Obviously, it is hard to believe that a person could die due to a rock falling from the sky. Scientists from the Indian Institute of Astrophysics state that there are other chances of it being space debris, or objects falling from an aircraft or part of a broken satellite that managed to enter the earth’s atmosphere. Dhruv Paranjpye states there is a virtual observatory in Italy that tracks asteroids and near earth objects in real time, which can help us find if there was a meteorite shower on February 6th, when the blast happened. If it is proven that Kamaraj was actually killed by a meteor, then that would be the rarest of rare deaths that happens once a century!
Discovery of Planet Nine or Planet X?
Source: Science Mag
Scientists have now discovered a new ninth planet. Excuse me, didn’t we learn that Pluto was the ninth planet in our schools? Sorry, science syllabus changed a decade ago! In 2006, the International Astronomical Union ruled that a planet must meet three conditions: it must be in orbit around the Sun; must be massive enough to be rounded by its own gravity; and finally it must have cleared the neighbourhood around its orbit. Sadly Pluto didn’t meet the third condition and was demoted to be a dwarf planet.

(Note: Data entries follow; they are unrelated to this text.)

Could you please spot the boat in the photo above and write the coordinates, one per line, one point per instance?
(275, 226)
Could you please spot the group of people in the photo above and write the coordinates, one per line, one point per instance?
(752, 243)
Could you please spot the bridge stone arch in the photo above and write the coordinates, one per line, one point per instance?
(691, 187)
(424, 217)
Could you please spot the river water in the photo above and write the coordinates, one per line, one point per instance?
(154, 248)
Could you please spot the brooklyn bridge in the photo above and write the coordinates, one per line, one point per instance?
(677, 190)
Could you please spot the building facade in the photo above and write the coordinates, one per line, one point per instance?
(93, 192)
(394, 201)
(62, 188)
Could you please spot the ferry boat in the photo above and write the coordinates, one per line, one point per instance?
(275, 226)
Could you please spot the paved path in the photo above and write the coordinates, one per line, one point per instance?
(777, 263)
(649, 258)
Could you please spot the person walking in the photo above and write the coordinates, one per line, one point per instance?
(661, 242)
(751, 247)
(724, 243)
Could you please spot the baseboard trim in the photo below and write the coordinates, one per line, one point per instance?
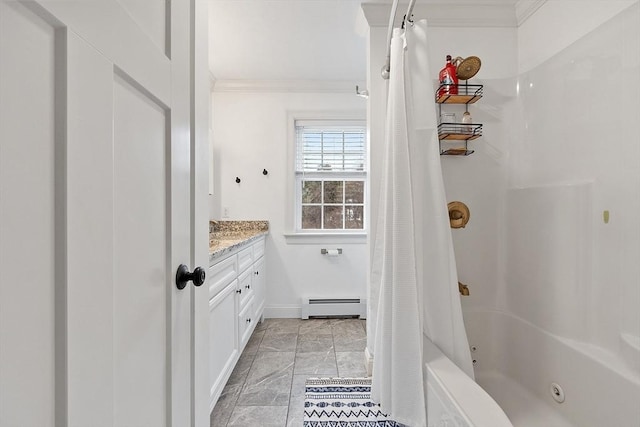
(282, 312)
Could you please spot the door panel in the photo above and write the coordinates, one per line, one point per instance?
(97, 202)
(142, 282)
(89, 234)
(27, 222)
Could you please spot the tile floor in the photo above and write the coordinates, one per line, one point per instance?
(266, 388)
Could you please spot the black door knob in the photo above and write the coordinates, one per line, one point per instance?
(183, 276)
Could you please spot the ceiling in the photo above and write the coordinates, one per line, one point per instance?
(298, 40)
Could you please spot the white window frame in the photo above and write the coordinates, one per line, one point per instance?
(294, 188)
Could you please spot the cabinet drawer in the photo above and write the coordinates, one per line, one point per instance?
(258, 249)
(221, 274)
(245, 287)
(245, 258)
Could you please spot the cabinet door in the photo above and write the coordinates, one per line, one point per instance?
(259, 284)
(245, 288)
(246, 323)
(223, 339)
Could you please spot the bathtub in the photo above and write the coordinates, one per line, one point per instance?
(525, 369)
(453, 399)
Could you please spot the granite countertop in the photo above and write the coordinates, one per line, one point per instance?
(226, 236)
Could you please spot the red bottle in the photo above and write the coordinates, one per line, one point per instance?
(448, 79)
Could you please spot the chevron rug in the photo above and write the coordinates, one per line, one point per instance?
(342, 402)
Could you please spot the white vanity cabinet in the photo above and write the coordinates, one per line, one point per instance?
(237, 292)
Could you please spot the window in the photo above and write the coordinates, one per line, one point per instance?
(330, 176)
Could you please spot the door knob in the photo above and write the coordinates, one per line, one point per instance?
(183, 276)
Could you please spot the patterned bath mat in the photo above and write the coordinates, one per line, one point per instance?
(342, 402)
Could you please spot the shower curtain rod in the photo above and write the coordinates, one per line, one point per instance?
(386, 68)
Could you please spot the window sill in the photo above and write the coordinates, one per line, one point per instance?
(319, 238)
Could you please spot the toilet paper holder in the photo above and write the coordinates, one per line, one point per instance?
(324, 251)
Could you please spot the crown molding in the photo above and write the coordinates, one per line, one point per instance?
(445, 15)
(287, 86)
(526, 8)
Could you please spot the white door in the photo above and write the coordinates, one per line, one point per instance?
(96, 214)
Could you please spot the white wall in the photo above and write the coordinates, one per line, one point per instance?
(250, 132)
(580, 109)
(561, 106)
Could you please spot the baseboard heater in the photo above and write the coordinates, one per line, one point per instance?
(334, 307)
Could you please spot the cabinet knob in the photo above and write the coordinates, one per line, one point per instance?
(183, 276)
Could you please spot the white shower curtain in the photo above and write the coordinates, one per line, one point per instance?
(413, 262)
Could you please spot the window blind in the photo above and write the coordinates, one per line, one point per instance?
(330, 148)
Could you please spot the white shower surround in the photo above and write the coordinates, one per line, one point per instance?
(579, 144)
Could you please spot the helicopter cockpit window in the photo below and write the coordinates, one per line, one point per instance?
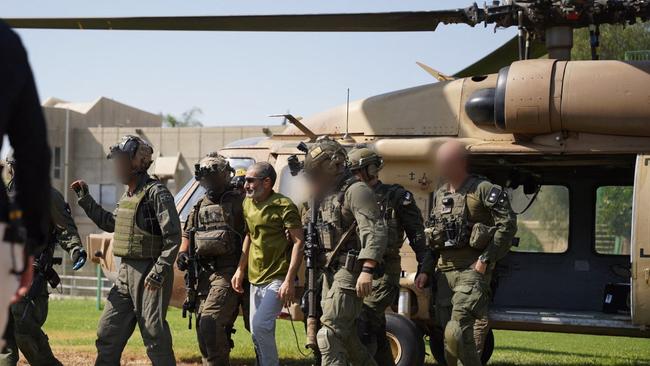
(544, 226)
(293, 186)
(241, 163)
(613, 229)
(194, 198)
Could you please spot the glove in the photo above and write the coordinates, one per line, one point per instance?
(183, 261)
(153, 281)
(79, 257)
(364, 284)
(80, 188)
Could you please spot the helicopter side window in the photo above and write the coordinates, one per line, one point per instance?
(613, 230)
(544, 226)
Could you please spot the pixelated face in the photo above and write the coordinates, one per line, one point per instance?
(256, 186)
(122, 167)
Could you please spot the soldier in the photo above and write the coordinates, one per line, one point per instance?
(21, 120)
(216, 224)
(402, 215)
(471, 227)
(147, 234)
(352, 231)
(30, 313)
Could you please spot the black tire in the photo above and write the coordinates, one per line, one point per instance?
(406, 340)
(437, 346)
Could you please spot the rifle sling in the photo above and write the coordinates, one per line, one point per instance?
(344, 238)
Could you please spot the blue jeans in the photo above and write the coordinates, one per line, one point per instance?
(264, 309)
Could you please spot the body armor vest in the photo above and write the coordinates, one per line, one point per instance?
(215, 236)
(131, 241)
(449, 226)
(333, 222)
(388, 197)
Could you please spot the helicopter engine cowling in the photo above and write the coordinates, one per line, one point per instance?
(600, 97)
(536, 97)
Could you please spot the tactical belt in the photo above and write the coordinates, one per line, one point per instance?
(216, 264)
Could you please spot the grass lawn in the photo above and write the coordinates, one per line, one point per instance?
(71, 327)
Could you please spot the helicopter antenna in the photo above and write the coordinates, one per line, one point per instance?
(346, 136)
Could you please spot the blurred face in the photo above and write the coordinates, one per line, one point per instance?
(256, 186)
(321, 183)
(451, 161)
(122, 168)
(10, 171)
(213, 182)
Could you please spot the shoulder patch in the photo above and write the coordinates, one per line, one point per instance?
(407, 198)
(494, 194)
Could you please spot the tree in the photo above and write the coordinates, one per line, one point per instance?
(615, 40)
(187, 119)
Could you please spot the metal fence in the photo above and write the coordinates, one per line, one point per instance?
(637, 55)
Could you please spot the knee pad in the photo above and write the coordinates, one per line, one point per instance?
(453, 337)
(208, 329)
(323, 338)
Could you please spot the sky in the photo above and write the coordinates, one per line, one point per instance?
(239, 78)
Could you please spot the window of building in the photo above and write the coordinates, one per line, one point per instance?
(613, 229)
(544, 226)
(57, 164)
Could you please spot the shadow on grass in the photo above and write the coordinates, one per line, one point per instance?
(245, 361)
(607, 359)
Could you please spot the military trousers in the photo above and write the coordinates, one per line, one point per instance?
(11, 262)
(372, 322)
(128, 304)
(218, 307)
(25, 334)
(338, 341)
(462, 298)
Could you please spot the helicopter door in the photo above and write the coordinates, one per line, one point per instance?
(640, 250)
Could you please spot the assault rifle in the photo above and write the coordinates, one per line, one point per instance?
(191, 280)
(44, 273)
(311, 254)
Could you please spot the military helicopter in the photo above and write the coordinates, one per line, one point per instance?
(569, 139)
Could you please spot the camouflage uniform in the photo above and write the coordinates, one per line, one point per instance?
(25, 334)
(147, 235)
(350, 202)
(216, 216)
(401, 215)
(473, 223)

Now a new candidate has emerged to take that position. Researchers led by Mike Brown at the California Institute of Technology (Caltech) in the US have found evidence for a new object nicknamed “Planet X” deep in the solar system. This hypothetical Neptune-sized planet is predicted to orbit our sun in a highly elongated orbit far beyond Pluto. The object is estimated to have a mass about 10 times that of Earth and orbit about 20 times farther from the sun than Neptune. This planet may take around 10,000-20,000 Earth years to make one orbit around the sun!
However, Dhruv says this finding is still a theoretical prediction that needs to be confirmed with an actual photograph of the Planet X. These findings are based on mathematical modelling and computer simulations of analysing the orbits of other distant objects in detail. It is too early to say for certain that there is a ninth or tenth planet in the solar system, as it is yet to be discovered via telescope. Ironically, Mike Brown is the same Caltech researcher who discovered there are many asteroid-type objects in the Kuiper belt beyond Neptune, which led to the demotion of Pluto!